The Washington Post, which received a copy of the video, reported that al Qaeda previously suggested Weinstein would be released if the US ceased airstrikes in the region.

Under US policy, officials are prohibited from negotiating with terrorists.

Officials had “spent years attempting to locate” Weinstein and Lo Porto since their abductions in 2011 and 2012, respectively, the White House said in a statement released Thursday morning.

Obama said he spoke to Weinstein’s wife. He also wanted the operation declassified because both families “deserve to know the truth,” he said.

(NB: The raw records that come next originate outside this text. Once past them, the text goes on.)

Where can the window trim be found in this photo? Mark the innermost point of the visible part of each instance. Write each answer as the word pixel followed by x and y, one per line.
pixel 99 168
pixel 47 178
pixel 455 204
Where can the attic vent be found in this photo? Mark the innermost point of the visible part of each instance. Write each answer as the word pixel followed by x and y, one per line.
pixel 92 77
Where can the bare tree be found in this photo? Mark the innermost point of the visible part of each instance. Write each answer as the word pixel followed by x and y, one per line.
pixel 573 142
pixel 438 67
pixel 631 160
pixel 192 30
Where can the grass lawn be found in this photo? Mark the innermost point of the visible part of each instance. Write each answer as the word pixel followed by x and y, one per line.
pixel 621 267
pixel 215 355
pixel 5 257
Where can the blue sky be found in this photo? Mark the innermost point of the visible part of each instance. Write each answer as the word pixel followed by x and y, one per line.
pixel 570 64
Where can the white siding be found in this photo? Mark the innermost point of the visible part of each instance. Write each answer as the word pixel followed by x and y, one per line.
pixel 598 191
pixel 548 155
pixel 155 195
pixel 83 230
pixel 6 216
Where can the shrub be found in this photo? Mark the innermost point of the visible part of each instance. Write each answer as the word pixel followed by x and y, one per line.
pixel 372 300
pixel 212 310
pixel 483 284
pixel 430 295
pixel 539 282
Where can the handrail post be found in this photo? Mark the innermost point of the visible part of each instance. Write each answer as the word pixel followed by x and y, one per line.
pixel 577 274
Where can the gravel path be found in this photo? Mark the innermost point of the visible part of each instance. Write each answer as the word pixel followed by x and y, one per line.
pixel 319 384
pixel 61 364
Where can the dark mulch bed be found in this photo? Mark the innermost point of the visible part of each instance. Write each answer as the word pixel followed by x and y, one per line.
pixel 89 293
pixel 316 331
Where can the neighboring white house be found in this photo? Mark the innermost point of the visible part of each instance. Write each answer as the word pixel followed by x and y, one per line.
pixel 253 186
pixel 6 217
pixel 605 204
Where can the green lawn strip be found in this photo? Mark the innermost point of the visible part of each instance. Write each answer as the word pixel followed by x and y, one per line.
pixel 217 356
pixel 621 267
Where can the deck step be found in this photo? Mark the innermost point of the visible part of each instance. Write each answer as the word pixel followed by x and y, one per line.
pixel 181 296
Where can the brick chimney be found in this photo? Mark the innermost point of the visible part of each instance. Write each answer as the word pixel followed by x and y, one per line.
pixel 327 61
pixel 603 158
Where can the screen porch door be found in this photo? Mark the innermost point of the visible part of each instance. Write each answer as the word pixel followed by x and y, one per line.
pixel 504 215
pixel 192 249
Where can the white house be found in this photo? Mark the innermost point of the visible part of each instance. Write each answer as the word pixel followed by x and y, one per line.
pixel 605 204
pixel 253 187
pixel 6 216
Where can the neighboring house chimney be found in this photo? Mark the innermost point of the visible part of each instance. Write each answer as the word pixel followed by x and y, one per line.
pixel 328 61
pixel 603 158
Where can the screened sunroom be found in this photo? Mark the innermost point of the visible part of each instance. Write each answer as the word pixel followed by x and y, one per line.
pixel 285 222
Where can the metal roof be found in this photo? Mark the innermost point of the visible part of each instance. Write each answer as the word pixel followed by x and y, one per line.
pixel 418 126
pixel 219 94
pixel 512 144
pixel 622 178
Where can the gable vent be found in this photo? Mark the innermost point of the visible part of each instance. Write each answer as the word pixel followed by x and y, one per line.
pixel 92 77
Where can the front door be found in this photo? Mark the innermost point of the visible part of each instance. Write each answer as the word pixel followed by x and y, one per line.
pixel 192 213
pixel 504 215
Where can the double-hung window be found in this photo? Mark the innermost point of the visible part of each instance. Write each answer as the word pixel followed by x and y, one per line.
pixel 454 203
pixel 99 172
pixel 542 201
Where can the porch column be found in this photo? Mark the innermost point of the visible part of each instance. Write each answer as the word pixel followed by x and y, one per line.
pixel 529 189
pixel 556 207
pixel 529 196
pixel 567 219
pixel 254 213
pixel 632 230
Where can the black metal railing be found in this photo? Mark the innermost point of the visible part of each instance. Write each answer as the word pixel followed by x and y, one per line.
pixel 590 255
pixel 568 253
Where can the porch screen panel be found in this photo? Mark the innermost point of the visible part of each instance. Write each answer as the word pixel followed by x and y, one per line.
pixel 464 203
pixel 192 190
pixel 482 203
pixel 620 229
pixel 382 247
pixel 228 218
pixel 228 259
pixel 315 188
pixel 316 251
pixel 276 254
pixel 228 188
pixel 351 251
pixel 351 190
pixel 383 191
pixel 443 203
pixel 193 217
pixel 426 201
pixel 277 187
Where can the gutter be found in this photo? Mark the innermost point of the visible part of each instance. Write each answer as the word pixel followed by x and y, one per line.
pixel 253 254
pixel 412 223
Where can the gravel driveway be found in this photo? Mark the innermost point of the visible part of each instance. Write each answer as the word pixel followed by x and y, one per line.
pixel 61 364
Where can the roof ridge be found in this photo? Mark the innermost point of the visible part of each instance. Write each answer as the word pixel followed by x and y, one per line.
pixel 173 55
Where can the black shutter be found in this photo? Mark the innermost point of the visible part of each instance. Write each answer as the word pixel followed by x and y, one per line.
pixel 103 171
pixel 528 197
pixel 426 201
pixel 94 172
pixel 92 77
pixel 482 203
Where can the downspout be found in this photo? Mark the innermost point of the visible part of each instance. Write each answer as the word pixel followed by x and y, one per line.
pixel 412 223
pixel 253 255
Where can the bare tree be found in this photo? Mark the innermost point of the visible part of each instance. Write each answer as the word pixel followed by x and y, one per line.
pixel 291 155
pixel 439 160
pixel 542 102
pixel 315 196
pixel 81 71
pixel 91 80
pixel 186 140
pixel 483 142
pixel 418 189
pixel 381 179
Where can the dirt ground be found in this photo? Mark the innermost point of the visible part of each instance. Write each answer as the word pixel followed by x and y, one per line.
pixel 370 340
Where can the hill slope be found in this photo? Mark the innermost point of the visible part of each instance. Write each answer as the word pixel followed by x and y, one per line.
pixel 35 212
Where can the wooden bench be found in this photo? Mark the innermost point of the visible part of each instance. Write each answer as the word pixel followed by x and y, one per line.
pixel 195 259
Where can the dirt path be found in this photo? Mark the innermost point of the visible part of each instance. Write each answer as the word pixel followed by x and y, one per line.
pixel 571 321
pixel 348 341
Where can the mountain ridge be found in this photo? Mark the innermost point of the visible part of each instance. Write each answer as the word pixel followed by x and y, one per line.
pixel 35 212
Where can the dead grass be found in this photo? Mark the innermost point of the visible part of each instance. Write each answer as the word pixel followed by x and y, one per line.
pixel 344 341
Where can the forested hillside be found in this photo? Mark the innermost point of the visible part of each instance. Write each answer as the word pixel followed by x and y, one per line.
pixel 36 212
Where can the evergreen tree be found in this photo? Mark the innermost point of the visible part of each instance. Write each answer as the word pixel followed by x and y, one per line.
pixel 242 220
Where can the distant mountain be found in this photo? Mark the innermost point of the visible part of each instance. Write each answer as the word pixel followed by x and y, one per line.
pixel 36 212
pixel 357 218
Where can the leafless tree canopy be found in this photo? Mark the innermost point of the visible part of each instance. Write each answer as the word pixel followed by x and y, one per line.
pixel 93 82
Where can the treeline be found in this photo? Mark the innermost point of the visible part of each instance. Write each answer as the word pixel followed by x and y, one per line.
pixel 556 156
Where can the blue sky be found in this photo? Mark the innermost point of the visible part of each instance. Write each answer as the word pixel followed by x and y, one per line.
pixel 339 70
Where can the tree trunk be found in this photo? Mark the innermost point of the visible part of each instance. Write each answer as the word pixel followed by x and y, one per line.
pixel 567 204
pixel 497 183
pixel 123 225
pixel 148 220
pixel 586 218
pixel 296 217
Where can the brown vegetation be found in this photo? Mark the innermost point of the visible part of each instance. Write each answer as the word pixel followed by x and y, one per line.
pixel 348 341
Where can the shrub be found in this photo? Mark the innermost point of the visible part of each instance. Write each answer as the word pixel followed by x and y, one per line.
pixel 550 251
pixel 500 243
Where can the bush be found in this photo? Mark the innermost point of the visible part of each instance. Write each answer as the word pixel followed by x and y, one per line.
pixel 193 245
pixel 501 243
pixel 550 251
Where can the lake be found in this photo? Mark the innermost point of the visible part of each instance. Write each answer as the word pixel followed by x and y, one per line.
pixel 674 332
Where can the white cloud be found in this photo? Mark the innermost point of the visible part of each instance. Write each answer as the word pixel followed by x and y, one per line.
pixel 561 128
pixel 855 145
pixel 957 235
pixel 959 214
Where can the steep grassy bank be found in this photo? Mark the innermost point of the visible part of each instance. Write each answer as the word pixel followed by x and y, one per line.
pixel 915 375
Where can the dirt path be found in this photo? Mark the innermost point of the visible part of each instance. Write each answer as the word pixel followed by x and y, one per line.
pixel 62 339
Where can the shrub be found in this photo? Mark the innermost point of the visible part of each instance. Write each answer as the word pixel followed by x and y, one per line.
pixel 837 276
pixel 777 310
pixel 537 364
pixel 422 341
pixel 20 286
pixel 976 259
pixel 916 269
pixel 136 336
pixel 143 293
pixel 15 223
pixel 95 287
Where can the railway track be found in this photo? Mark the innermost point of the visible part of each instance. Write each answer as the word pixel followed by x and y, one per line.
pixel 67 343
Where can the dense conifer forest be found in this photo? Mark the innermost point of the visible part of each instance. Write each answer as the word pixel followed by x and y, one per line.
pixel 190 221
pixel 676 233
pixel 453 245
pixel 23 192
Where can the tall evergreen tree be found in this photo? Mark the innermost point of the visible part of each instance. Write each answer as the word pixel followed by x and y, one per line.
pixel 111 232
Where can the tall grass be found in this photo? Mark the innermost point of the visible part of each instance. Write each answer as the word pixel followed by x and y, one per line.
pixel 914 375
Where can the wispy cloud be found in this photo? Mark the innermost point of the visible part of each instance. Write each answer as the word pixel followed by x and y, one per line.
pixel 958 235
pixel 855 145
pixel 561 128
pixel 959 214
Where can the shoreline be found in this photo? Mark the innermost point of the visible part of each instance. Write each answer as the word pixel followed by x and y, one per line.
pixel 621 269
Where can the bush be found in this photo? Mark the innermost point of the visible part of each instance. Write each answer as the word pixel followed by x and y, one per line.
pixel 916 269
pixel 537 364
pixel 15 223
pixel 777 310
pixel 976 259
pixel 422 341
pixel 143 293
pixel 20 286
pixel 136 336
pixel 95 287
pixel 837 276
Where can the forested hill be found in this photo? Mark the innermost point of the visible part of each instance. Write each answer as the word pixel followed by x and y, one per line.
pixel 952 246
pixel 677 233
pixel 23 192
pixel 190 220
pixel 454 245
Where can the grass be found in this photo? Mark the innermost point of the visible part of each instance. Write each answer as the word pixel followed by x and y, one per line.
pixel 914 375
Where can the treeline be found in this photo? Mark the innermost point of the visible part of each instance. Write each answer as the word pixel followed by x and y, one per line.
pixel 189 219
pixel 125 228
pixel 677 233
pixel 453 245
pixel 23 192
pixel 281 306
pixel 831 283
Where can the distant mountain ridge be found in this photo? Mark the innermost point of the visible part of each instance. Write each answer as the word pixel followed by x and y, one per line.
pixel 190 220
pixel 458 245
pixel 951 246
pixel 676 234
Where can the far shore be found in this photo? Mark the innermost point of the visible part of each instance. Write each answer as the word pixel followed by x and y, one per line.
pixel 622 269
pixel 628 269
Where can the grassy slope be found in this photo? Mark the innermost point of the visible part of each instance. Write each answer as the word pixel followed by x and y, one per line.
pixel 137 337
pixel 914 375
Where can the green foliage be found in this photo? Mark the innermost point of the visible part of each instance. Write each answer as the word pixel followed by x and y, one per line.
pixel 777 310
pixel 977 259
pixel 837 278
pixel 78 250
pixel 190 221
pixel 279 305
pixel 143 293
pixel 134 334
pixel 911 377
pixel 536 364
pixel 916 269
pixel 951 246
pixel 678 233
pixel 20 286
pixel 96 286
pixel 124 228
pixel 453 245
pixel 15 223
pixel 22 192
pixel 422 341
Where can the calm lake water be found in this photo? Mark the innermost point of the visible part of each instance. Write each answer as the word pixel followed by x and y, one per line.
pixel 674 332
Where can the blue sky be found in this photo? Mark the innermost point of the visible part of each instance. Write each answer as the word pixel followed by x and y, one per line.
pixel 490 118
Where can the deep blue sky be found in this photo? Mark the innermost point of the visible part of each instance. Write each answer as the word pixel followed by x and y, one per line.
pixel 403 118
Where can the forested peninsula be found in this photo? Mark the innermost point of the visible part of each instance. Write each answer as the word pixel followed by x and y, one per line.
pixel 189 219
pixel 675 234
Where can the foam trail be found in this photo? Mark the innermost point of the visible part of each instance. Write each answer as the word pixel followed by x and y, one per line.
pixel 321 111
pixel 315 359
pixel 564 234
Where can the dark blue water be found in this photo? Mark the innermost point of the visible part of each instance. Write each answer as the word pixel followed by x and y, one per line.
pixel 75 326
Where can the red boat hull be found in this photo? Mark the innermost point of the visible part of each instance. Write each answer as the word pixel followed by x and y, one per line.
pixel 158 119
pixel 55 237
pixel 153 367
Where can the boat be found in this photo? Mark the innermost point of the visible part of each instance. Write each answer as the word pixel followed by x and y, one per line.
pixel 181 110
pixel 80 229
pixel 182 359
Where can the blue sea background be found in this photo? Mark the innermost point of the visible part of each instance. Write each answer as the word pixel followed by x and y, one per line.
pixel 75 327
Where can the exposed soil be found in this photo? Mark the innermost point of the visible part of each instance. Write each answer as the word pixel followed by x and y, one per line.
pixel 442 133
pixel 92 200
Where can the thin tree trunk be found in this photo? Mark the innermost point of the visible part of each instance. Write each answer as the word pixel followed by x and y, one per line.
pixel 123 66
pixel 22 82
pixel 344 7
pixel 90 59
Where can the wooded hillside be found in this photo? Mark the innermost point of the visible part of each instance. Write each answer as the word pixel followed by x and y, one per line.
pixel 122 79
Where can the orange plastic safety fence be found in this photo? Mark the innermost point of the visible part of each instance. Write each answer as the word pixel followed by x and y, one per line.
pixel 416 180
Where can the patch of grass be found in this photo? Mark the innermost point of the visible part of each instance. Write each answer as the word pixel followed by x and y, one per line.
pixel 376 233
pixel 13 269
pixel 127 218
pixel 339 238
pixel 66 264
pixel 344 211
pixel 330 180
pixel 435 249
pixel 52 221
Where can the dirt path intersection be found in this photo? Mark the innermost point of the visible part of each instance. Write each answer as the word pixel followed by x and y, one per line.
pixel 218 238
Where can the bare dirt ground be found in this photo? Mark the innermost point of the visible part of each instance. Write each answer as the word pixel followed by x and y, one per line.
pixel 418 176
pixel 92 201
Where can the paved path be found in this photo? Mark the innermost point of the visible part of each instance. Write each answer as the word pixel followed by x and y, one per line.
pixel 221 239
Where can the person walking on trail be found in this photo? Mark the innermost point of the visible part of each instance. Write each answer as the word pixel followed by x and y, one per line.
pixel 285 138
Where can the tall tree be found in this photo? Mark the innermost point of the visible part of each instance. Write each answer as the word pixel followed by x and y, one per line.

“The United States is a democracy committed to openness in good times and in bad,” Obama added.

Weinstein, Obama said, served with the Peace Corps. and dedicated his life to helping people across Africa and South Asia. He willingly left his home to improve the lives of the Pakistani people, with the goal of helping the people there escape poverty, Obama said.

“There could be no starker contrast between these two selfless men and their al Qaeda captors,” the president said.

US drone operations, which are largely secret, have come under intense scrutiny in recent years because of reports of civilian casualties. Many of the strikes occur in undeclared war zones such as Pakistan and Yemen.

It was a US drone strike in Yemen nearly four years ago that killed ex-Long Islander Samir Khan, who left the US and later became editor of the al Qaeda magazine Inpire. Khan was not a target of the strike. He was riding in the same car as alleged al Qaeda in the Arabian Peninsula leader Anwar Al-Awlaki, an American, who was the intended target, and was also killed.

Civil liberty advocates have questioned the legality surrounding the extrajudicial slayings of American citizens, but government lawyers deemed Al-Awlaki’s killing legal, largely due to the “public authority justification,” which allows a government official to lawfully take lethal action, and the 2001 Authorization to use Military Force Act (AUMF), enacted after Sept. 11, which gives the president sweeping powers to either detain or kill enemy combatants. The government has invoked the AUMF to justify drone strikes in countries where America isn’t actually at war. Al-Awlaki’s 16-year-old son Abdulrahman, also an American citizen, was killed in a separate drone strike two weeks after his father was taken out.